Summary and Schedule

This lesson is about Interoperability in Climate and Atmospheric Sciences. The value of scientific data depends not only on its scientific content but on how easily it can be found, accessed, integrated, and reused by others, whether they are human researchers or automated computational workflows.

This course focuses on how to create first-class research outputs using the NetCDF format and publishing them through the 4TU.ResearchData repository. First class datasets means

easily found through rich, machine-actionable metadata,
reliably accessed using open standards and stable identifiers,
seamlessly integrated with other datasets and
semantically understood by humans and machines

The main message of this lesson is that datasets do not interoperate by themselves; systems interoperate through data that is structured, documented, standardized, and semantically well described. A technically available dataset may still be hard to reuse if its formats, metadata, identifiers, units, vocabularies, and schema are unclear or idiosyncratic. When these elements follow shared standards, the dataset becomes interoperable in the FAIR sense: it can be interpreted and reused across tools, repositories, notebooks, dashboards, cloud workflows, and AI pipelines with far less manual repair.

Target audience

This lesson is intended for researchers in the climate and atmospheric sciences who handle multidimensional NetCDF datasets and intend to make their data and software more reusable by others.

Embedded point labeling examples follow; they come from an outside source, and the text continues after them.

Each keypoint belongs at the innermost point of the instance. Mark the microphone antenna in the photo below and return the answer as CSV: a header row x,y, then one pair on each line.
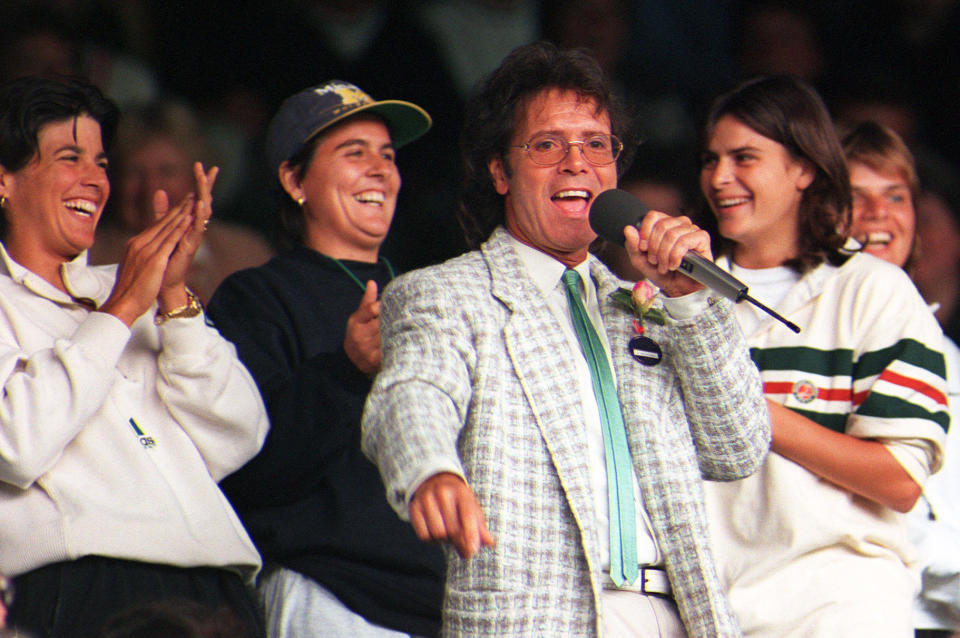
x,y
613,209
773,313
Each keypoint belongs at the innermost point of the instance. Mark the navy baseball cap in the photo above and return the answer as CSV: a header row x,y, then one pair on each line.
x,y
305,114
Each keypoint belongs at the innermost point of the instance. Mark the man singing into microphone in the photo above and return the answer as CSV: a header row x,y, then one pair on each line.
x,y
511,419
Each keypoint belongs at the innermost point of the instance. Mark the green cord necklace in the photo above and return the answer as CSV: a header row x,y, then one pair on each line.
x,y
363,286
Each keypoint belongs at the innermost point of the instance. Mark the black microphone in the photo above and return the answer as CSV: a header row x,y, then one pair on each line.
x,y
613,209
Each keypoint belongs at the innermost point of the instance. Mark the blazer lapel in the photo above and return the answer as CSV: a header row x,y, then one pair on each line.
x,y
534,338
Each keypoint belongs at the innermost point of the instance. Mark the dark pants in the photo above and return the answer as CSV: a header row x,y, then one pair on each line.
x,y
75,599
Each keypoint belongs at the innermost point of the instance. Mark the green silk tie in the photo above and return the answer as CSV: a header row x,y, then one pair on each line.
x,y
623,518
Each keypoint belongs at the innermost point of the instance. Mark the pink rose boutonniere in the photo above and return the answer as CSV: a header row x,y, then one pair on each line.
x,y
639,302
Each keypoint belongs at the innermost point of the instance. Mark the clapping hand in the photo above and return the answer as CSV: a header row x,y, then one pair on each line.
x,y
155,261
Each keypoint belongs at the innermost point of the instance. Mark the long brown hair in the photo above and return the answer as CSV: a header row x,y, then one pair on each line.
x,y
789,112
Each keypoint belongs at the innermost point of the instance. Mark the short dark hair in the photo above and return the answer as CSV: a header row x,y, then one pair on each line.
x,y
29,103
492,114
788,111
290,231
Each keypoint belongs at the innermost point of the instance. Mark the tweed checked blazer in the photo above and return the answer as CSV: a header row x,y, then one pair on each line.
x,y
475,380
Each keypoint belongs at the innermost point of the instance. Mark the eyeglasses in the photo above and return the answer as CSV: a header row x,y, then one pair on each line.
x,y
548,149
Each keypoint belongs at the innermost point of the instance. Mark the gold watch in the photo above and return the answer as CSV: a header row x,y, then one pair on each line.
x,y
192,308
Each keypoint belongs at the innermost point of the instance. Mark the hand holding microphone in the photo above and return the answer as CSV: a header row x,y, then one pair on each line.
x,y
613,210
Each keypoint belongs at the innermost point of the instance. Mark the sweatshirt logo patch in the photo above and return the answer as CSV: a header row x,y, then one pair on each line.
x,y
804,391
146,441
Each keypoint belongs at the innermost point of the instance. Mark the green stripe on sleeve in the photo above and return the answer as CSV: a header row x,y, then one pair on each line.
x,y
907,350
887,407
827,363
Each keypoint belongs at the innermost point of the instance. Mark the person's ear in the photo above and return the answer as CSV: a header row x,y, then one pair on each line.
x,y
806,175
499,174
5,185
290,182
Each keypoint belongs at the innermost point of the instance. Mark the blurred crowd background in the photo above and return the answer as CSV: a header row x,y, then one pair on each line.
x,y
227,64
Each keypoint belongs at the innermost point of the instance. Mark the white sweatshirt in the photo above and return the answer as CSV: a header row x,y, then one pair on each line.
x,y
112,440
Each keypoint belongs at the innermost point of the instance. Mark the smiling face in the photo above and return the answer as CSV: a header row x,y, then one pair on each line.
x,y
548,207
349,189
883,216
55,201
754,187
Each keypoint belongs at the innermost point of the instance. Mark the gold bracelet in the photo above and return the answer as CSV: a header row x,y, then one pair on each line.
x,y
192,308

Ash’s challenge: combining climate data for rainfall and drizzle research

Ash is studying the spatial and temporal distribution of rainfall and drizzle in Europe. She wants to compare climate model output with satellite observations, urban sensor measurements, radar or aircraft observations, national meteorological datasets, and datasets deposited in research repositories.

At first, the data ecosystem looks rich. She can search across platforms such as Copernicus Climate Data Store, NASA EarthData, the KNMI Data Platform, and 4TU.ResearchData. Many datasets are open, downloadable, and described online. Some platforms provide climate model output, others provide satellite products, national weather observations, radar composites, or research datasets deposited by individual research groups.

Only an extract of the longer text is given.